Wie Konzerne früher und heute ihre Angestellten belohnen. Graf Bobby und die Sex-Dienstreise der Hamburg-Mannheimer

Da ich zurzeit ein Buch über das Wesen des Witzes und seine Zeitgebundenheit schreibe, kam mir auch der folgende Witz aus dem alten Österreich, oder auch dem alten Preußen, unter die Finger:

Da tätigt ein Chef einer kleinen Fabrik in der Provinz in Wien, oder auch in Berlin, einen besonders erfolgreichen Geschäftsabschluss und zieht danach gut gelaunt erst die Spendierhosen an und später wohl auch aus. Er schmeißt sich und seinem Prokuristen eine Runde Nachtklub, inklusive Damenprogramm bei rosa Schampus und im Separee. Als die beiden nach durchstürmter Nacht das Etablissement gemeinsam verlassen, sagt der Chef, inzwischen ernüchtert und verdrießlich geworden, zu seinem Prokuristen: "Also, ich weiß nicht. Meine Frau ist besser!" Worauf der Prokurist ihm in liebedienerischem Eifer zustimmt und sagt: "Viel besser! Viel besser!"

Dieser Witz geht wie ein Schrapnell nach zwei Seiten los, die Ergebenheit des Prokuristen erweist sich als blanke Unverfrorenheit, und ich dachte mir: Mein Gott, hat dieser Witz Patina angesetzt. Das gibt es doch alles gar nicht mehr. Ich erinnerte mich an Arthur Millers "Tod eines Handlungsreisenden" aus den 40er-Jahren, wo der Held Willy Loman, geschäftlich erfolglos, von seinen Söhnen in flagranti mit einer damals sogenannten "leichten Person" erwischt wurde.

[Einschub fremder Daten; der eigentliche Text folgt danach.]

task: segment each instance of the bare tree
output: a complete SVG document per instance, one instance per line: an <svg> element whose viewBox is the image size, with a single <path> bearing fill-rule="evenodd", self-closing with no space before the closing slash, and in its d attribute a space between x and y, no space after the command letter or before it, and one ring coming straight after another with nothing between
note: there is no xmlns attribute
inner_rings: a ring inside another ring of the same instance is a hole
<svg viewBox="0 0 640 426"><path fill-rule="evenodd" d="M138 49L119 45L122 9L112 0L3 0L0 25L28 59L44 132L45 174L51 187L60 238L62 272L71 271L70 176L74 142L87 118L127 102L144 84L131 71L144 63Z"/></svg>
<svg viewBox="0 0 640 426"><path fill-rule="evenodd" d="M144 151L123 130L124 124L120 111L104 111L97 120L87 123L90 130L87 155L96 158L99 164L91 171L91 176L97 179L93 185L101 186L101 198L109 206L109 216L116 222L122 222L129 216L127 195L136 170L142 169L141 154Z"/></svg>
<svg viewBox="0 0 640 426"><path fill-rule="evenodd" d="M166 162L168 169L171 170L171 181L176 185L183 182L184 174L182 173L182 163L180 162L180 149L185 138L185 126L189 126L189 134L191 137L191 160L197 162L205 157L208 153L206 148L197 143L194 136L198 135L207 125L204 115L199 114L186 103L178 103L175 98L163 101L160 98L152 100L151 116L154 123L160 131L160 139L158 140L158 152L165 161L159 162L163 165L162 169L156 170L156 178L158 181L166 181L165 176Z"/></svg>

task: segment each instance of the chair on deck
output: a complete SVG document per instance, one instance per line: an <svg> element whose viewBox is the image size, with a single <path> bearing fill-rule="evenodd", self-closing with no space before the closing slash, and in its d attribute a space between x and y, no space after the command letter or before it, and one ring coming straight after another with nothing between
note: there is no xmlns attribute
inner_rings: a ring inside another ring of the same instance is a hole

Immer geht es um dasselbe. Die Geschäftsreise der erfolgreichen Vertreter ist kein Heimspiel, sondern im Gegenteil. Nun hat mich eine Geschäftsreise der Hamburg-Mannheimer daran erinnert, dass gestern auch heute und morgen ist, denn die Hamburg-Mannheimer hat erst im Jahr 2007 ihre erfolgreichsten 100 Mitarbeiter, die den Kunden Versicherungspolicen verkauften, zu einer Sause nach Budapest eingeladen. In die berühmte Therme des Gellert-Bades, Jugendstil pur, k.u.k.-Doppelmoral vom Feinsten. Dort waren den Herren 20 Prostituierte zu Diensten, die für geleistete Arbeit einen Stempel auf den Arm bekamen, um abrechnen zu können. Getränke und alles inklusive. Dabei herrschte eine Hackordnung, die noch am nackten Frauenkörper durch farbige Bänder ablesbar war. Weiß z. B. für die "Generäle". Der VW-Betriebsrat Hartz 6 lässt grüßen. Mir fällt dazu ein ebenfalls im Fin de Siècle ergrauter Scherz ein:

Fährt Graf Bobby nach Budapest und hat alle Koffer voller Butterbrote. Da sei zwar nichts zu verzollen, sagt der Grenzer: "Aber warum nehmen Sie die alle mit?" Darauf Graf Bobby: "Mein Freund, der Esterhazy, hat gesagt, in Budapest kannst a Frau für'n Butterbrot haben." Oder in Berlin für 'nen Appel und 'n Ei.

In der teuren Gegenwart winkt den Leistungsfähigen Schwitzbad mit Schampus.